November 24! Orange County Public Library! Hillsborough Local Author Book Fair! Where one of the awesome authors you’ll be able to meet is Laine Cunningham!
Tell us about your latest work.
For fifteen years, I worked solely on novels. The results, four full manuscripts and one work in progress, won multiple national awards. Despite these achievements, my skills advanced slowly.
Two years ago, I turned to short stories. The format allows me to experiment with a broader range of human experience, voice, techniques, and themes. A number of literary journals and colleges have recognized these efforts.
The stories explore the liminal frontiers of individuals warped by social expectations—the demands that serve the status quo rather than the human heart. The inner dreamscape is displayed even when that territory evokes nightmares. Institutionalized violence, governmental aggression, and other conflicts spur readers to consider their impact on our global society.
Authors I love:
Patrick Süskind, David Mitchell, Lesley Nneka Arimah, Tarjei Vesaas, and Carmen Maria Machado.
What’s your biggest motivation for wanting to be a writer?
To be heard.
I grew up in a Baptist (Southern Baptist, at that) household in a military family. Holy patriarchy, Catwoman!
In addition to not feeling heard among my family, I look around and see that female and trans writers are not heard equally. If the author is a he then we all tuck ourselves comfortably into our places and prepare to be enlightened and entertained. Let the author be a she, however, and we prepare to be patient, to be kind enough to give this story a chance before we turn away.
Pronouns provide only basic (and binary) information: male/female. They cannot announce age or race or nationality. They certainly cannot announce intricacies such as personality, skills, preferences, habits or habitat. They even cannot positively convey biology; standing alone, the pronouns could as easily apply to a hamster as a human.

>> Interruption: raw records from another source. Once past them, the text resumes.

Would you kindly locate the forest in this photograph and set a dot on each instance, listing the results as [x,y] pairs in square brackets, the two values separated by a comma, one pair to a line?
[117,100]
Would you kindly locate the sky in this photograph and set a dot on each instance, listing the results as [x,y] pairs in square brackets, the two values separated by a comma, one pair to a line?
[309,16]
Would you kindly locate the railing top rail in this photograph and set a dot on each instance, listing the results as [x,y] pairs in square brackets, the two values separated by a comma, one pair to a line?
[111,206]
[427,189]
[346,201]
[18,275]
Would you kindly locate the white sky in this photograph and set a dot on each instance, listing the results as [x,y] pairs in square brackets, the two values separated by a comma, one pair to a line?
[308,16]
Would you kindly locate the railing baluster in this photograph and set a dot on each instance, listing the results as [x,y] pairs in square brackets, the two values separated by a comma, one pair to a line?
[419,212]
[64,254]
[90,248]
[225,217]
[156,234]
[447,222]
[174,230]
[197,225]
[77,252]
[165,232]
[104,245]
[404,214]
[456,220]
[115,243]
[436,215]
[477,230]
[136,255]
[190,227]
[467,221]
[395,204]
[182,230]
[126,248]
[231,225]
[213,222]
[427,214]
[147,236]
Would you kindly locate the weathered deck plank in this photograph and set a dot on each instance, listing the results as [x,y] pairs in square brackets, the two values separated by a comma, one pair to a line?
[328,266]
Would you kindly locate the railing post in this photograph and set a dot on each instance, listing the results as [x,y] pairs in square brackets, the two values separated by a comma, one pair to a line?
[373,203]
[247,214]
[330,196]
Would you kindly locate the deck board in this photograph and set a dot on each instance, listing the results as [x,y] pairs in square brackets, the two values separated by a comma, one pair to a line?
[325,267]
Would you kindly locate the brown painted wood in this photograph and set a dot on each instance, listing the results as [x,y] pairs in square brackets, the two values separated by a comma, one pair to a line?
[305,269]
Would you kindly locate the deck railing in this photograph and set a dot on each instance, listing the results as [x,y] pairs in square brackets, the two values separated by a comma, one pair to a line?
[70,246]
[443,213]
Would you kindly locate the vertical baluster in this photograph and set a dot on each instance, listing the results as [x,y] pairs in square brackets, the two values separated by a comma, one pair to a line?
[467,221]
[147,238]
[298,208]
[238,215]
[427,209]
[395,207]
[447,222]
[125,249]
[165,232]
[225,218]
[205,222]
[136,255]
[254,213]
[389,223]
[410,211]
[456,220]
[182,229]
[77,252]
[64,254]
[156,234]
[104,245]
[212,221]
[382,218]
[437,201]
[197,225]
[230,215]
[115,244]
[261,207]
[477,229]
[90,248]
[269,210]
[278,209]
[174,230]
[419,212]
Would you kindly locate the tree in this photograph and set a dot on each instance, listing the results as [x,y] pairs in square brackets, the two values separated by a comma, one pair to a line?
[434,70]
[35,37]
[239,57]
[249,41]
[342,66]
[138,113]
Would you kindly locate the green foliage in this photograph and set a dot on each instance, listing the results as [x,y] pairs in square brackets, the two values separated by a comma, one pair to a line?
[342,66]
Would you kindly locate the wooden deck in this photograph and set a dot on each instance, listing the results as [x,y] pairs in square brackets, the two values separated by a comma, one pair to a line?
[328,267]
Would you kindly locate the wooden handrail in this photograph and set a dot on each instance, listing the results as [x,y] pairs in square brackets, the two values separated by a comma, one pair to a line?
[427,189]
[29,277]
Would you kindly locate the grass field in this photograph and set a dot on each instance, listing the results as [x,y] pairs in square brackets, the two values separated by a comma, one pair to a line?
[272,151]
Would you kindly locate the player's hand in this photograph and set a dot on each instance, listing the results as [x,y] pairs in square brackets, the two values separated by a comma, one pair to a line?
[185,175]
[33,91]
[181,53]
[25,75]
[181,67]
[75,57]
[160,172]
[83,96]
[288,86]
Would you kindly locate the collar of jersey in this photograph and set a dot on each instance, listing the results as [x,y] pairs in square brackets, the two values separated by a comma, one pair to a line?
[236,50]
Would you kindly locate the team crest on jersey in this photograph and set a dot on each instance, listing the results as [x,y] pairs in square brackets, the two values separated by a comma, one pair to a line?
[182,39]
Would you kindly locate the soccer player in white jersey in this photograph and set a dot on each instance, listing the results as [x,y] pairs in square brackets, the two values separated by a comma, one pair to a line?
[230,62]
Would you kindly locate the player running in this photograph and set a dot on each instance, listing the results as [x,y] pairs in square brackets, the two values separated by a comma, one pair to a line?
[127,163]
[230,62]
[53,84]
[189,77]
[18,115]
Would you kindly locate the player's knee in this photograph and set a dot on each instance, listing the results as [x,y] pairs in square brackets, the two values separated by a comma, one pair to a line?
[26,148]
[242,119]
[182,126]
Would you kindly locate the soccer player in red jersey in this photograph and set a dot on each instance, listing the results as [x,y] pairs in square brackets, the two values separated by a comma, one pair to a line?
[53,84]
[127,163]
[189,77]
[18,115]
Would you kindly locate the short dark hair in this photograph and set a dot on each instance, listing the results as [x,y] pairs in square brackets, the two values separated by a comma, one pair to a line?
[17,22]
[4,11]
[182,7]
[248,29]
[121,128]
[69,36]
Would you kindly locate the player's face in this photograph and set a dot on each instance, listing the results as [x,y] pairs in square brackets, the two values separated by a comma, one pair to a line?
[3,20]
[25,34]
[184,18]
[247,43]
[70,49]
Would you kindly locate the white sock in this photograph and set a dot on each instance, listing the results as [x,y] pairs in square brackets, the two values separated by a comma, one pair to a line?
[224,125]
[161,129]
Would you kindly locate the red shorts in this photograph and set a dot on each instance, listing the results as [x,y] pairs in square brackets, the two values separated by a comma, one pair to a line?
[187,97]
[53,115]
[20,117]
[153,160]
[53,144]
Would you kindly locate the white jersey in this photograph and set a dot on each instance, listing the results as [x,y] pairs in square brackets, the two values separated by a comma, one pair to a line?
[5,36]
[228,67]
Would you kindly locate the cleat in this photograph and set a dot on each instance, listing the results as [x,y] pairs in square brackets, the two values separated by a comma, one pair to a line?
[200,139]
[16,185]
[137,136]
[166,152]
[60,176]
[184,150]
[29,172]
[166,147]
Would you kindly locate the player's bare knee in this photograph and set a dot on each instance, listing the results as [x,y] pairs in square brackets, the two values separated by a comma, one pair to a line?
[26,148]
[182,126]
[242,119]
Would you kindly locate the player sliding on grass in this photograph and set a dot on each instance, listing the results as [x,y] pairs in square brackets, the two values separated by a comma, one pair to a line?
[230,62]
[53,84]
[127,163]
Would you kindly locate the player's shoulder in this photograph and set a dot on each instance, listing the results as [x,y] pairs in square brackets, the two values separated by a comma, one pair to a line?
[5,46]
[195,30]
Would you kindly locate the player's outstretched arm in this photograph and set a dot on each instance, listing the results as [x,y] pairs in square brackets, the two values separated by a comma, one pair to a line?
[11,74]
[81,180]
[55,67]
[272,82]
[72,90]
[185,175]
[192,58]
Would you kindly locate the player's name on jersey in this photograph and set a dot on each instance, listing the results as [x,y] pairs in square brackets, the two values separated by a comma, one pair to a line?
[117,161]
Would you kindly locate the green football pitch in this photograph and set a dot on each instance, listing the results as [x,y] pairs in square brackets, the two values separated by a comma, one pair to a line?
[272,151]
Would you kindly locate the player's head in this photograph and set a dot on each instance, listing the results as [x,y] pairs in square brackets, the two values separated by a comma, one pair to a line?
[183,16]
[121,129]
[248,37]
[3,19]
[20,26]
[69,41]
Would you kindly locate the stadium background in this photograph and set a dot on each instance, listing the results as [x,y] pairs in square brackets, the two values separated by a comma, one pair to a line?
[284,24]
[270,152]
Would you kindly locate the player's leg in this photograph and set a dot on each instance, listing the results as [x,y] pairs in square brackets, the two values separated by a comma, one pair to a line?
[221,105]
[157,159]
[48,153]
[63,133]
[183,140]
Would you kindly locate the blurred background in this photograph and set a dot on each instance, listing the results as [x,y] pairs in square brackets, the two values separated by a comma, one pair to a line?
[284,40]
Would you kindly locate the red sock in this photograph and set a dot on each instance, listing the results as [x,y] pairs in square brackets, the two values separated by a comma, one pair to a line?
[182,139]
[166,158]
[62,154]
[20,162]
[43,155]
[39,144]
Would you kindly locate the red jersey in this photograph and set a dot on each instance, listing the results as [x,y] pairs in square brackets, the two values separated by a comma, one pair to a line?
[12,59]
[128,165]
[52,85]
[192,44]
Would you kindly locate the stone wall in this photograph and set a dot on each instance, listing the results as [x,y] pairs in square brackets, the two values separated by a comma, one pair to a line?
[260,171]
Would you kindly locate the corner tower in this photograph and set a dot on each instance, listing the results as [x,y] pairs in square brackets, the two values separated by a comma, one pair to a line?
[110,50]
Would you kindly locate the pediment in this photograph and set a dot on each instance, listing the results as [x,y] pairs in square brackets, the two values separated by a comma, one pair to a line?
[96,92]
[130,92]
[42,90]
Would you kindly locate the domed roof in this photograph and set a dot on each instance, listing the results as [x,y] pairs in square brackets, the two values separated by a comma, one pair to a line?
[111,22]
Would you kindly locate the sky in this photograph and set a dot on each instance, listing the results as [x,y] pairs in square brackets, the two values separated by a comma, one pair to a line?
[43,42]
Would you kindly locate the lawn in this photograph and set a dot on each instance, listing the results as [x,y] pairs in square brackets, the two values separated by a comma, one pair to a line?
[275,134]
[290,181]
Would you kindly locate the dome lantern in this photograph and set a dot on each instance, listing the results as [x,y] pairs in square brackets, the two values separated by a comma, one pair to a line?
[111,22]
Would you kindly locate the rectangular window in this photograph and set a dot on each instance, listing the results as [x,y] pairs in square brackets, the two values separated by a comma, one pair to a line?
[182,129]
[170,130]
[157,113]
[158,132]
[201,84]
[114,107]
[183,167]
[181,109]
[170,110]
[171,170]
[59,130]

This bias has, to date, determined how well she is able to be heard. Study after study shows that in the world of business, women are perceived to have spoken more than men—by both genders—when they have in fact spoken less.
I read an opinion piece by a parent who had set out consciously to read stories to her child with an equal number of male and female protagonists. Her eight-year-old son then claimed that they read stories mostly about girls. The actual ratio was 28 percent. Not only had a conscious effort failed, her child perceived a wildly different ratio, and at the tender age of eight.
This means women are broadcast, their voices are projected, less often. They are listened to less frequently. And apparently, by people of every age, even when they are listened to it is with a weariness at the sound of “too many” women’s voices have been heard already.
My work as an author and, beginning next year, as the editor of a start-up literary magazine, is intended to make myself and other female voices be heard.